EXCENTRIC
, is applied to such figures, circles, spheres, &c, as have not the same centre; as opposed to Concentric, which have the same centre.
Excentric, or Excentric Circle, in the ancient Ptolomaic astronomy, was the very orbit of the planet itself, which it was supposed to describe about the earth, and which was conceived Excentric with it; called also the Deferent.
Instead of these Excentric Circles round the earth, the moderns make the planets describe elliptic orbits about the sun; which accounts for all the irregularities of their motions, and their various distances from the earth, &c, more justly and naturally.
Excentric, or Excentric Circle, in the New Astronomy, is the circle described from the centre of the orbit of a planet, with half the greatest axis as a radius; or it is the circle that circumscribes the elliptic orbit of the planet; as the circle AQB.
Excentric Anomaly, or A- nomaly of the Centre, is an are AQ of the Excentric circle, intercepted between the aphelion A, and the right line QH, drawn through the centre P of the planet perpendicular to the line of the apses AB.

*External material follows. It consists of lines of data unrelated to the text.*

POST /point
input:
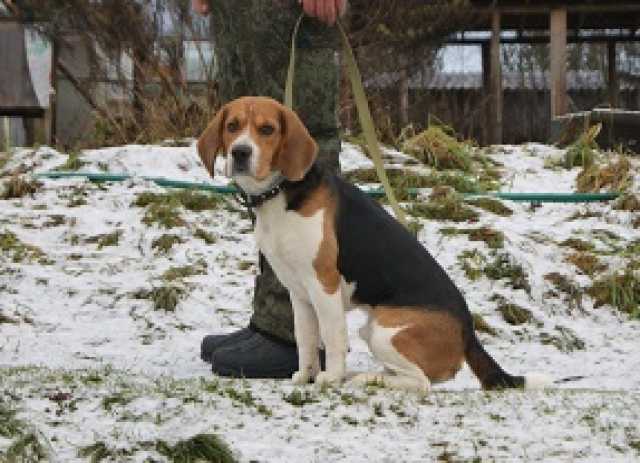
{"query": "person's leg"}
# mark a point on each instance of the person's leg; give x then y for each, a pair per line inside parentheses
(252, 58)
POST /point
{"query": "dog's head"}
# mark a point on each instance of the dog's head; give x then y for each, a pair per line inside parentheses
(261, 140)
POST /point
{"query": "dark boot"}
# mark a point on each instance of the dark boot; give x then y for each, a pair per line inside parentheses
(257, 355)
(214, 341)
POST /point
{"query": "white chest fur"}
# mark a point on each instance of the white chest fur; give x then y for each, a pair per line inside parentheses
(290, 242)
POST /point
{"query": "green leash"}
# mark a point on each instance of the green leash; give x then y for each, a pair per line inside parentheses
(374, 192)
(362, 105)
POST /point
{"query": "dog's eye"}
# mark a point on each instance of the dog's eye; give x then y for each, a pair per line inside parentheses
(233, 126)
(266, 129)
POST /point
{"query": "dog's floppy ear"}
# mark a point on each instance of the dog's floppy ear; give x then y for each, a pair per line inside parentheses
(210, 142)
(298, 150)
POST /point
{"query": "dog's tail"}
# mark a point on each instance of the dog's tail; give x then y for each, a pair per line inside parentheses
(492, 376)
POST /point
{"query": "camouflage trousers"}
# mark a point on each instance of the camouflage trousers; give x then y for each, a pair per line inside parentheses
(252, 42)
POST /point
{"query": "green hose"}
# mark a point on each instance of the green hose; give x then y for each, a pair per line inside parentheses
(379, 192)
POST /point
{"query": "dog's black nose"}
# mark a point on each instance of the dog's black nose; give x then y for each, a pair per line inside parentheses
(241, 152)
(241, 155)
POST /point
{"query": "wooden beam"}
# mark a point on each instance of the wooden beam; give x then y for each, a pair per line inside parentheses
(486, 90)
(53, 95)
(495, 77)
(613, 75)
(403, 94)
(558, 32)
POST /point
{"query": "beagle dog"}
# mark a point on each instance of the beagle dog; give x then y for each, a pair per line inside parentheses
(334, 249)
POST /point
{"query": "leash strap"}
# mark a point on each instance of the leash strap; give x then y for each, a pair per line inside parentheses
(364, 113)
(288, 88)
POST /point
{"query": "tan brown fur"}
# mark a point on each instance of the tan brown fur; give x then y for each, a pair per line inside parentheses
(326, 261)
(432, 339)
(289, 149)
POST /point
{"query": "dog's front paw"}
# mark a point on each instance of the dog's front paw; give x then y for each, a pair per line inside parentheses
(329, 378)
(301, 377)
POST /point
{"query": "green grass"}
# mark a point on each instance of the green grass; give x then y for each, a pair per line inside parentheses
(481, 325)
(514, 314)
(10, 426)
(493, 238)
(583, 151)
(299, 398)
(189, 199)
(502, 267)
(109, 239)
(627, 202)
(27, 448)
(5, 319)
(446, 207)
(118, 399)
(165, 215)
(565, 340)
(620, 290)
(437, 146)
(74, 162)
(18, 251)
(4, 159)
(184, 271)
(199, 448)
(95, 453)
(164, 297)
(587, 263)
(208, 238)
(472, 263)
(163, 209)
(17, 187)
(165, 243)
(491, 205)
(561, 284)
(614, 176)
(578, 244)
(401, 179)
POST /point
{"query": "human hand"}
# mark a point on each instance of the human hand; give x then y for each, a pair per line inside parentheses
(326, 11)
(201, 6)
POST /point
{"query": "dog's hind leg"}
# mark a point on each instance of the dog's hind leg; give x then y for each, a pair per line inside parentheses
(400, 372)
(420, 346)
(307, 335)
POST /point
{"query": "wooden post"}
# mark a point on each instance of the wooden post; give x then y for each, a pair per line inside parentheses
(486, 90)
(558, 32)
(613, 74)
(495, 122)
(403, 93)
(53, 96)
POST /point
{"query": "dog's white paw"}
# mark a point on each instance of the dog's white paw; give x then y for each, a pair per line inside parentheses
(301, 377)
(364, 379)
(329, 378)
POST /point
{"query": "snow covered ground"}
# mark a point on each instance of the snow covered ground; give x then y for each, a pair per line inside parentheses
(89, 361)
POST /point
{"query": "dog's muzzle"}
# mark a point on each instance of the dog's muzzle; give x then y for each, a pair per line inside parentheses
(240, 156)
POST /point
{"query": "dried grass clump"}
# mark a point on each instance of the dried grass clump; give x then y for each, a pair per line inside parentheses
(17, 187)
(587, 263)
(614, 176)
(622, 291)
(582, 152)
(437, 146)
(627, 202)
(446, 207)
(202, 447)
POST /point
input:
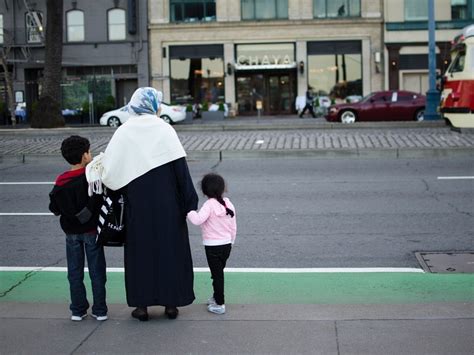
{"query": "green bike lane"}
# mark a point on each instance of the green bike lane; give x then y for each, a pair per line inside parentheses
(266, 287)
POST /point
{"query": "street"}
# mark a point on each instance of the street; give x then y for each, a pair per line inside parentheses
(292, 213)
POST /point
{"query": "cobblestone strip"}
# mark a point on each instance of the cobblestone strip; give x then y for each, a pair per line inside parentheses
(244, 140)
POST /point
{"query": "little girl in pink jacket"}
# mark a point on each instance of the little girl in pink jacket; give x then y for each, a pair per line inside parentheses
(219, 228)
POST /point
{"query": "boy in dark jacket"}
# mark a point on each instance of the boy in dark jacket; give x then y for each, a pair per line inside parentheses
(79, 215)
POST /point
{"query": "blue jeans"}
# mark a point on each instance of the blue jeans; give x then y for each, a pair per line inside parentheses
(76, 245)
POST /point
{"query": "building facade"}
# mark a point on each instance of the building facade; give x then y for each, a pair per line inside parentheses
(244, 51)
(105, 51)
(406, 39)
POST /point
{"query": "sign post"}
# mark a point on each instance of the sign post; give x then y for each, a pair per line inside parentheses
(259, 107)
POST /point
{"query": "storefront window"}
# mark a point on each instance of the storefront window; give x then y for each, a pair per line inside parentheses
(75, 96)
(197, 80)
(416, 10)
(336, 8)
(461, 9)
(1, 29)
(75, 26)
(335, 70)
(34, 27)
(117, 25)
(264, 9)
(193, 10)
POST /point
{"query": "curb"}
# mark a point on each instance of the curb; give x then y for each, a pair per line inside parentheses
(252, 125)
(220, 155)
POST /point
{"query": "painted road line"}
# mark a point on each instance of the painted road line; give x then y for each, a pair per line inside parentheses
(266, 288)
(27, 183)
(240, 270)
(455, 177)
(26, 214)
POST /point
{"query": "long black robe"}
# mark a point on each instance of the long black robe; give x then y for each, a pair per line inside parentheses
(158, 262)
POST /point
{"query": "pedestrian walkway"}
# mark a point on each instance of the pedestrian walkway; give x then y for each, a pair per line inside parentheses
(267, 313)
(277, 136)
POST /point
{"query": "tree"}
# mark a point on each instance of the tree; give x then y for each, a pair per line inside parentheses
(4, 53)
(48, 113)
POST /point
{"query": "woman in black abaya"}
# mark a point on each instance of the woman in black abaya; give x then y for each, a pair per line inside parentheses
(146, 160)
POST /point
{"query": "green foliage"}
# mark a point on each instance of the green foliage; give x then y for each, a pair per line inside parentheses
(74, 94)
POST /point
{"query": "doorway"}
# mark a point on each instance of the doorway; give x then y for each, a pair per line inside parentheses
(276, 90)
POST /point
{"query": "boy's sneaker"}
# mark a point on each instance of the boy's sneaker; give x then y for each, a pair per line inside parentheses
(101, 318)
(216, 308)
(78, 318)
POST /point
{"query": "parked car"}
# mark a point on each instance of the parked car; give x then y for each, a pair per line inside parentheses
(169, 113)
(381, 106)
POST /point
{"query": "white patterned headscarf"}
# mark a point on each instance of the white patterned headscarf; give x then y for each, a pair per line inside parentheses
(141, 144)
(145, 100)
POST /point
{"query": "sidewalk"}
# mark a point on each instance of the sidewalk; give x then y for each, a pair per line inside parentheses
(267, 137)
(315, 313)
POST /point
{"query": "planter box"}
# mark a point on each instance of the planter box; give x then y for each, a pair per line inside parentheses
(213, 115)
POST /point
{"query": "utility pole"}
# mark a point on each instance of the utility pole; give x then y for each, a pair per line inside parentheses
(433, 95)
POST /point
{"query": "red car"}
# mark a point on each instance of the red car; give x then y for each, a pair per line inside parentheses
(381, 106)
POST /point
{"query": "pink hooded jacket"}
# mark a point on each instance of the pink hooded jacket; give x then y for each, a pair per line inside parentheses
(217, 227)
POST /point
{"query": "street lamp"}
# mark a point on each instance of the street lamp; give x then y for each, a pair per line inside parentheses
(432, 95)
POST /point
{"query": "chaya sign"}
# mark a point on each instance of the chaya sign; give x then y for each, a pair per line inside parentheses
(265, 60)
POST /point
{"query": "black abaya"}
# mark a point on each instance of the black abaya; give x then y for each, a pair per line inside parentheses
(158, 263)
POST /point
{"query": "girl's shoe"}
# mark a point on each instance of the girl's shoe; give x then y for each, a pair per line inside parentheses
(78, 318)
(140, 313)
(216, 308)
(171, 312)
(100, 318)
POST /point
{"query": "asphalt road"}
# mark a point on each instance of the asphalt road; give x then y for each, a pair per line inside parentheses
(291, 212)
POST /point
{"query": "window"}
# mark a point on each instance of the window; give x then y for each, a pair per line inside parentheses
(197, 74)
(1, 29)
(34, 27)
(193, 10)
(197, 80)
(264, 9)
(335, 68)
(75, 26)
(416, 10)
(462, 9)
(336, 8)
(117, 24)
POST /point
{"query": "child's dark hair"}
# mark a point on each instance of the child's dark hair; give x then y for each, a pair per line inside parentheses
(73, 148)
(213, 186)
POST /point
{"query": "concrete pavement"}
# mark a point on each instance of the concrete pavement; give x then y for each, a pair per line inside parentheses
(252, 137)
(274, 313)
(245, 329)
(430, 318)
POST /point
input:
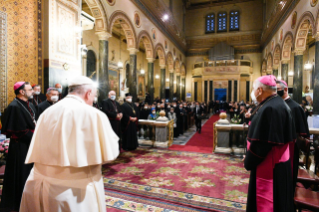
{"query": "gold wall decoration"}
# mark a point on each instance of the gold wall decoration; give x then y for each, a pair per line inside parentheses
(23, 30)
(313, 3)
(294, 20)
(3, 61)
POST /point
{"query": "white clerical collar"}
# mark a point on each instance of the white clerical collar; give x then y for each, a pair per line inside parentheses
(75, 97)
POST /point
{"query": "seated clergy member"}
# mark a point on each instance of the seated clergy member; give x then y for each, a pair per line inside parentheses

Excentric Equation, in the Old Astronomy, is an angle made by a line drawn from the centre of the earth, with another line drawn from the centre of the Excentric, to the body or place of any planet. This is the same with the prosthapheresis; and is equal to the difference, accounted in an arch of the ecliptic, between the real and apparent place of the sun or planet. See Equation of the Centre.
Excentric Place of a planet, in its orbit, is the Heliocentric place, or that in which it appears as seen from the sun.
Excentric Place in the ecliptic, is the point of the ecliptic to which the planet is referred as viewed from the sun; and which coincides with the heliocentric longitude.